El hecho de que del total de la Eurocámara paralmentaria por ejemplo, sólo un 36’75% sean mujeres, quiere decir que existe un fallo sistemático en la estructura social e institucional que indica que las mujeres, insisto, mitad de la población, no están presentes de forma proporcional en los procesos que dan lugar a la toma de decisiones. Estos resultados muestran una falta de voluntad política para asegurar que las decisiones que se toman a todos los niveles, que afectan a la vida de todos los ciudadanos, se alcanzan tanto por hombres como por mujeres. Por eso la inclusión de mujeres logra una mejor promoción de la justicia, garantiza una equidad al establecer en la agenda pública todas las opiniones sobre los puntos fijados en ella, posibilita que un mayor número de intereses y necesidades sean reconocidos en las deliberaciones que tienen lugar en el ámbito público.

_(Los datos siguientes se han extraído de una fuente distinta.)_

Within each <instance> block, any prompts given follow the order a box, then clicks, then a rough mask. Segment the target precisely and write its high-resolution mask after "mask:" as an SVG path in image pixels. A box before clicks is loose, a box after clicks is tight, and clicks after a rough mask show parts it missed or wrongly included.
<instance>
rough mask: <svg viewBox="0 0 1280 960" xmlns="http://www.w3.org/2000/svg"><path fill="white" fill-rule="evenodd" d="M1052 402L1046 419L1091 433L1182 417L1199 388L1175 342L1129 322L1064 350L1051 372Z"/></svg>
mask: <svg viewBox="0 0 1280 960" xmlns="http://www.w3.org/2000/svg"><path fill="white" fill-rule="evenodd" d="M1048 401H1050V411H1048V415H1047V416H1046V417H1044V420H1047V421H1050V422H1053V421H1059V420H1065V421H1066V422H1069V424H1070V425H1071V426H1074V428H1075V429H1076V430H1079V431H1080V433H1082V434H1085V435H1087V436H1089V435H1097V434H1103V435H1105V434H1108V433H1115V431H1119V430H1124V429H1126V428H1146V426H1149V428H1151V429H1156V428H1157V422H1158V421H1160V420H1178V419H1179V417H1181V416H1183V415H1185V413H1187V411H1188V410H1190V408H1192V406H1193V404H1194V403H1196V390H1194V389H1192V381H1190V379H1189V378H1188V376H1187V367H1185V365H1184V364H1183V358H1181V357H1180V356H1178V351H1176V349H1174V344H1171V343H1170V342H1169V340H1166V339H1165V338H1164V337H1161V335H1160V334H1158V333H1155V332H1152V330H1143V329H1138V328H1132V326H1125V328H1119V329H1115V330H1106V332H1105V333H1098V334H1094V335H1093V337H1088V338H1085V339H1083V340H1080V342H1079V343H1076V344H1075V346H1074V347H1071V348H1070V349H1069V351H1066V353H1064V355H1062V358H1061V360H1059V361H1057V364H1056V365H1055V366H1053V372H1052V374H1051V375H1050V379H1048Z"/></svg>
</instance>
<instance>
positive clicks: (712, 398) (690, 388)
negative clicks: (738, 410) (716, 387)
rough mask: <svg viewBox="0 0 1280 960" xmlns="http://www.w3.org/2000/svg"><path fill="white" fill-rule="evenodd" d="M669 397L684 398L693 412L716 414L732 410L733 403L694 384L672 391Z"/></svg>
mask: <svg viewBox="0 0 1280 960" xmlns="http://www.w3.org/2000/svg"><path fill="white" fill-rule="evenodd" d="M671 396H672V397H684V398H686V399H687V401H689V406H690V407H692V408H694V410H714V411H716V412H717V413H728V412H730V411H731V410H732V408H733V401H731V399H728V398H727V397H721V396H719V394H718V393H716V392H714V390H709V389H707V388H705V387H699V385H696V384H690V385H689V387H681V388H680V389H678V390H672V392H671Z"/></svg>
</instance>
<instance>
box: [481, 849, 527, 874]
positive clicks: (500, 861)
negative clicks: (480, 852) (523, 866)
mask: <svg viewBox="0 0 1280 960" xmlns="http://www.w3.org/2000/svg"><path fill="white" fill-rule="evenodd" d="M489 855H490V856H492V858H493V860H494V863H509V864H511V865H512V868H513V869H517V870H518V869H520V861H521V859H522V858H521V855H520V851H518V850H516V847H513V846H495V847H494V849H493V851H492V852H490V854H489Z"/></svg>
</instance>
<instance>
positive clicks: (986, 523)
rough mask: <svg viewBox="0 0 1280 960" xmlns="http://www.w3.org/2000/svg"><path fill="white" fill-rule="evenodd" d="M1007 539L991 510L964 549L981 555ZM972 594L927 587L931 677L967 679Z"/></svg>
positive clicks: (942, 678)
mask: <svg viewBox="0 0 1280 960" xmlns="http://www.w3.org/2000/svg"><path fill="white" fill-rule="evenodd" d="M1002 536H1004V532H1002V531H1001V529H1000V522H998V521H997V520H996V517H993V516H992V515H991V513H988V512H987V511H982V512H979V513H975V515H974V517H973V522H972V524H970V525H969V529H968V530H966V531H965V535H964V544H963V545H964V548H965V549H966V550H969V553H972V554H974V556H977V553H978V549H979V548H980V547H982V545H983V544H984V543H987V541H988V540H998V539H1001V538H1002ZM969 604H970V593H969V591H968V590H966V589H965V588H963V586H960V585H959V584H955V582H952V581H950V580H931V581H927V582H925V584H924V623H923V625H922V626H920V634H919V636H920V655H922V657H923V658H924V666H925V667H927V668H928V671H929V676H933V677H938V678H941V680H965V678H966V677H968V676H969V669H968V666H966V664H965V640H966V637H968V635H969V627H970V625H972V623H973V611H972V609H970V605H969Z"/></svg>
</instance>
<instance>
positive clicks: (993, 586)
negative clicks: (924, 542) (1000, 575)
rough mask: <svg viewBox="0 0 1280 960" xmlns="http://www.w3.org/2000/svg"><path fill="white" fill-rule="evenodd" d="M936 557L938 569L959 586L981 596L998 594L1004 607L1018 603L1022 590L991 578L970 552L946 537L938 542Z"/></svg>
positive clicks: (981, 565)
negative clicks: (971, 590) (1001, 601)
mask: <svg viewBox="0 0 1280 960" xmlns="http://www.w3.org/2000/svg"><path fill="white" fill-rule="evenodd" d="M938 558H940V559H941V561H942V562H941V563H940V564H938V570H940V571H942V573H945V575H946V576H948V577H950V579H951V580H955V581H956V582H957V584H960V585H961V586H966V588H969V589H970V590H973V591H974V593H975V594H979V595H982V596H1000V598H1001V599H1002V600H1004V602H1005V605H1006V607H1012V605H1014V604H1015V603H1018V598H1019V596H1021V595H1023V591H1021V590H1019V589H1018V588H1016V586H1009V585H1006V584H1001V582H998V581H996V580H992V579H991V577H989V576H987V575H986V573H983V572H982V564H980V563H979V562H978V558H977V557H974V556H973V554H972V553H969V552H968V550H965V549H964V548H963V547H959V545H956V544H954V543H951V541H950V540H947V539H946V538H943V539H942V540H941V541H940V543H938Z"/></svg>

Las cuotas son una medida que ayuda a paliar esta injusticia estructural, pero no son suficientes. Hay gente, sin embargo, que está más preocupada por poner en cuestión el sistema de cuotas que por pensar en qué medidas complementarias desde un punto de vista de la organización social e institucional deberían ponerse en práctica para solventar la discriminación que produce el sexismo. Incluso medidas creativas tendentes a desafiar los estereotipos y los clichés que están ampliamente diseminados y que refuerzan las posiciones de poder que ocupan mayoritariamente los hombres. Al estar tan ampliamente diseminadas, esas expresiones culturales se transforman en expresiones normales, universales, y por tanto corrientes. Por ejemplo, no parece llamativo ver un debate político en el que intervienen 6 hombres. ¿Se imaginan este caso a la inversa? Y si se lo pueden imaginar, ¿por qué de hecho no sucede? Pensemos en el género del relevo generacional de la clase política que está experimentando este país. ¿No es llamativo que las “jóvenes promesas” destinadas a ocupar las cúpulas de los principales partidos sean todos hombres?

Las cuotas deben ser entendidas como medidas complementarias a muchas otras, que no sirven para “desfavorecer” a los hombres, sino para crear sociedades más emancipadas. A todo ello se refería Carol Gilligan cuando afirmaba que la situación de la mujer es la clave fundamental para entender el orden social, para mantener o transformar ese orden desde un nivel tan profundo que realmente sería revolucionario. Nuevas voces crean nuevos métodos. Nuevas maneras de organizar la sociedad; de mirarla y de representarla. Si sólo hablan los hombres, estamos construyendo una visión sesgada de la realidad. Y eso tiene efectos importantes para la construcción del orden social y para la preservación de principios fundamentales que afectan al grado de desarrollo de nuestras democracias. Un medio de comunicación que no incorpora voces de mujeres de forma proporcional no es pluralista. Un partido político que no atiende a las listas cremallera no es democrático. Como afirma Martha Nussbaum, la cuestión sobre la voz y la presencia de las mujeres es un indicador del grado de desarrollo humano de las sociedades. Según esto y a la luz de las cifras, ¿qué tan desarrollada es nuestra sociedad?